System Design · Guide

Scalability

Vertical vs horizontal scale, bottlenecks, capacity planning.

— min read System Design

Theory

Scalability: Vertical vs horizontal scale, bottlenecks, capacity planning.

Scalability is the ability to handle increasing load by adding resources. Vertical scaling (bigger CPU/RAM/disk) is quick but hits hardware ceilings. Horizontal scaling (more nodes) enables web-scale but demands stateless services and data partitioning.

Find the real bottleneck before scaling: CPU (compute-bound), memory (dataset size), disk I/O (database), network bandwidth, or lock contention. Amdahl's law: speeding up one component has diminishing returns if another is the limit.

Capacity planning uses measured peak QPS, growth projections, and load tests at 2× expected traffic. Auto-scaling handles diurnal variance; right-sized baseline capacity controls cost. Plan stateless tiers first — stateful tiers (databases) scale harder.

Production rollouts require idempotent automation, peer review, staged apply, and documented rollback — treat changes as production code.

Interviewers want STAR stories linking Scalability to measurable outcomes: fewer outages, faster deploys, lower cost, or reduced toil.

Architecture Diagram

Users / clients
         |
  Scalability
         |
  Core services
         |
  Data + observability

Examples

bash
# Scalability
# Vertical vs horizontal scale, bottlenecks, capacity planning.
# Validate in staging before production rollout.

Interview Questions

What problem does Scalability solve?

It addresses the core use case described in production architecture — map features to reliability, scale, or velocity outcomes.
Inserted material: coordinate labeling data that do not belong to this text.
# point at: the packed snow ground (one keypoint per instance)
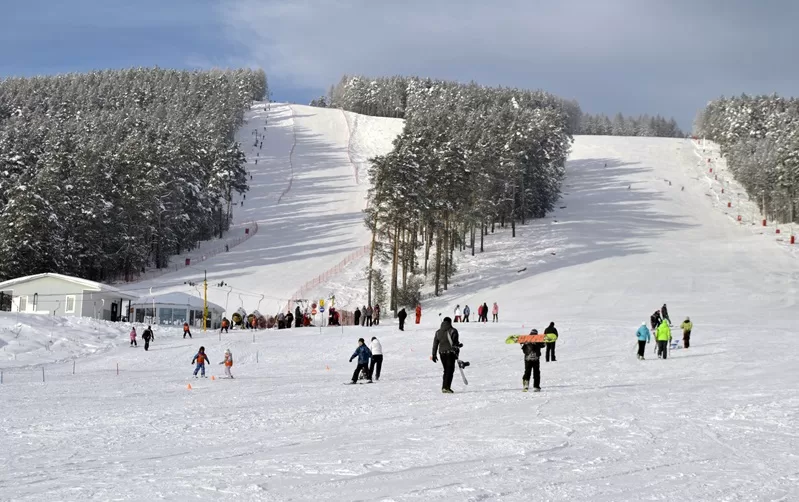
(715, 422)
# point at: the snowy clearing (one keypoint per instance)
(716, 422)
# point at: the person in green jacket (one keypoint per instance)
(663, 337)
(686, 326)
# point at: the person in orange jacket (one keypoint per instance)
(228, 362)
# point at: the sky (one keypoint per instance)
(630, 56)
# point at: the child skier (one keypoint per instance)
(363, 354)
(532, 362)
(663, 337)
(228, 362)
(200, 358)
(643, 339)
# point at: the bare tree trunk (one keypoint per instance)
(472, 239)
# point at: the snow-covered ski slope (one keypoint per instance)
(716, 422)
(307, 194)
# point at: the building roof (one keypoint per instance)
(177, 298)
(85, 284)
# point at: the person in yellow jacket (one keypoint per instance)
(686, 326)
(663, 337)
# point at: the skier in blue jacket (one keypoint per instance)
(363, 354)
(643, 338)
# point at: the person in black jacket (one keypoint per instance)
(550, 338)
(532, 362)
(147, 336)
(401, 316)
(446, 345)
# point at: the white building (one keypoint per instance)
(63, 295)
(175, 309)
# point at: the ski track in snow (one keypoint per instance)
(715, 422)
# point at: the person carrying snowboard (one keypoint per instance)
(377, 359)
(643, 338)
(550, 338)
(228, 362)
(200, 358)
(363, 354)
(686, 326)
(532, 363)
(147, 336)
(401, 316)
(445, 345)
(663, 337)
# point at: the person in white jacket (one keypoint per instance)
(377, 359)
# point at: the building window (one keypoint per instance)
(69, 308)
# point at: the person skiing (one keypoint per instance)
(200, 358)
(228, 362)
(147, 336)
(655, 320)
(363, 354)
(445, 345)
(663, 337)
(369, 312)
(686, 326)
(532, 363)
(377, 359)
(401, 316)
(643, 338)
(550, 338)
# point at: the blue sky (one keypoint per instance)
(632, 56)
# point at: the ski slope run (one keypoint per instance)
(307, 193)
(716, 422)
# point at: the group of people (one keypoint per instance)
(147, 336)
(482, 313)
(373, 353)
(201, 359)
(661, 326)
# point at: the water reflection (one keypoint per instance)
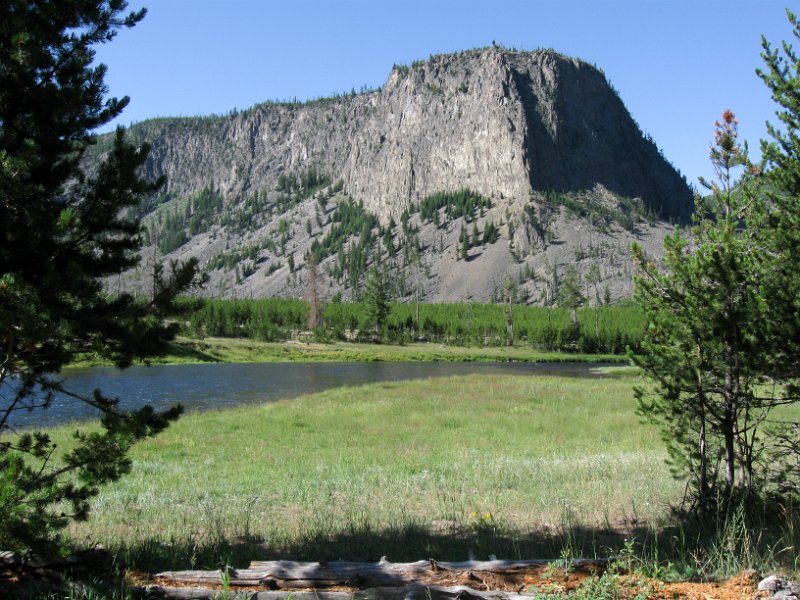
(201, 387)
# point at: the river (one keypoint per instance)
(207, 386)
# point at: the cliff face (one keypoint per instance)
(497, 122)
(562, 176)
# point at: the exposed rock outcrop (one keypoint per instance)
(514, 127)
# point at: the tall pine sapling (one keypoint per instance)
(63, 228)
(703, 351)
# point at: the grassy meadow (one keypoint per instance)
(516, 466)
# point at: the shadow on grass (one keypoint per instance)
(406, 543)
(687, 550)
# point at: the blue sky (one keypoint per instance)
(676, 63)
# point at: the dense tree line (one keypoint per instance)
(610, 329)
(721, 344)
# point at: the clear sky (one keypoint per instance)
(676, 63)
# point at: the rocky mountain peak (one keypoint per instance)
(539, 141)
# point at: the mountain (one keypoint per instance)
(461, 171)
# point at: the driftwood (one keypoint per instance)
(409, 592)
(341, 580)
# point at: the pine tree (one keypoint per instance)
(63, 229)
(593, 277)
(704, 347)
(377, 301)
(569, 293)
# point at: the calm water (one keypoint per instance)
(201, 387)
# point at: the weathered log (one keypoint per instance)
(408, 592)
(291, 575)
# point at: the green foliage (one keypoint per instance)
(267, 320)
(463, 203)
(627, 213)
(62, 231)
(709, 347)
(376, 301)
(461, 324)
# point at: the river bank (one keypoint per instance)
(185, 350)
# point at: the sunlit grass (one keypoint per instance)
(537, 454)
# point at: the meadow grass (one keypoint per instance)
(516, 466)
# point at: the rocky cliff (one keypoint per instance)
(542, 136)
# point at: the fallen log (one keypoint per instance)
(292, 575)
(408, 592)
Key components of Scalability?

Identify inputs, outputs, control plane, data plane, and failure domains — interviewers want structured decomposition.

Common production pitfalls?

Misconfiguration, missing observability, no rollback path, and scaling bottlenecks under peak load.

How do you test changes safely?

Staging parity, canary/gradual rollout, automated health checks, and documented rollback.

Metrics to prove success?

Error rate, latency percentiles, throughput, cost, and toil reduction — pick one primary SLO.

Beginner vs advanced concern?

Beginners focus on setup; advanced teams focus on blast radius, security boundaries, and operability at 10× scale.

Best Practices

  • Treat Scalability config as code with review and CI validation.
  • Define SLOs and dashboards before production cutover.
  • Document rollback and ownership for on-call.
  • Use least privilege for credentials.

Common Mistakes

  • Adopting Scalability without measurable success criteria.
  • No staging environment mirroring production constraints.
  • Missing rollback path during incidents.
  • Undocumented on-call expectations.

Trade-off Analysis

Scalability improves vertical vs horizontal scale, bottlenecks, capacity planning. but adds operational and cognitive complexity — justify with load and team size.

Favor simplicity until metrics (p99 latency, error rate, cost) prove the pattern necessary.

Every redundancy layer trades capital/operational cost for availability — align with explicit SLO targets.

Document accepted inconsistency windows and recovery behavior before production cutover.

Cheat Sheet

ScalabilityVertical vs horizontal scale, bottlenecks, capacity planning
SLOService level objective
RollbackRevert to last known good
CanaryLimited blast-radius rollout
RunbookIncident steps

Practical Exercises

Scalability sandbox

Stand up Scalability locally or in free tier; document commands and failure recovery.

Failure drill

Introduce misconfiguration; practice detection and rollback under time limit.